Having made a pair of easy to construct trousers I decided it was time for another pair of Ginger Jeans. My first pair are on my previous post. They're also from Closet Case Patterns, this time I made them in dark stretch denim from Leons Fabrics Manchester. It's so wonderful to have a pair of jeans that fit you well, I'll never go back to ready to wear jeans now. I made them in precisely the same way as the last pair with the high waist option and the stovepipe leg, and am particularly proud of how they look inside. The fabric for the pocket bags was from an Instagram destash, I had no idea what I'd use it for at the time, but I think it works well.
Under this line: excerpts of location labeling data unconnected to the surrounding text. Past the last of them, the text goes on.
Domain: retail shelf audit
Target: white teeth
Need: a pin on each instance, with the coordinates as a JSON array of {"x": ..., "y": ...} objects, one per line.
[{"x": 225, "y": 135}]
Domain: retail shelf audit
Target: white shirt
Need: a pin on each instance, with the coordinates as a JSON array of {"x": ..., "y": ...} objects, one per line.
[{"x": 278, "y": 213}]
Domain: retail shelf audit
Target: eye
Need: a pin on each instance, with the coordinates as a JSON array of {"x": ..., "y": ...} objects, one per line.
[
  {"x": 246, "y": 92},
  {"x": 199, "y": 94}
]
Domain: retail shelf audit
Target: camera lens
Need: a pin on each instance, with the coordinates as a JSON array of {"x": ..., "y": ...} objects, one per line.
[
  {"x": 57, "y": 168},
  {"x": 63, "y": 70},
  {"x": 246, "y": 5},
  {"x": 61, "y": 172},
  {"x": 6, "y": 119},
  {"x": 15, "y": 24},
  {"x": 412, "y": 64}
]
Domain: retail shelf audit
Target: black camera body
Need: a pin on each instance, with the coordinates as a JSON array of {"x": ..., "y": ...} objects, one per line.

My next project was also one in which I used fabric from my stash. This time it was painted triangles rayon/linen from Japanese fabric company Kokka that I'd bought from The Drapers Daughter. I have a few round neck woven Scout T's including the one in pale grey I'm wearing with the blazer above. I wanted to find an alternative and thought perhaps a different neckline would be interesting. This is the Robin top from StyleArc Patterns; it's rather unusual as it has an invisible zip at the back that zips up rather than down. This makes it much easier to zip up by yourself. However I'm not convinced that it needs a zip at all, perhaps if you are more busty, but I can wriggle into mine without bothering with the zip. If you've ever worked with StyleArc patterns, you'll know that the instructions are sparse. I quite like that, but if you like instructions that hold your hand, this probably isn't the pattern company for you.
You know how I said this update would be in two parts? I think that was a bit ambitious, so it's going to have to be three parts instead. Bye for now, part three will be with you in the next few days.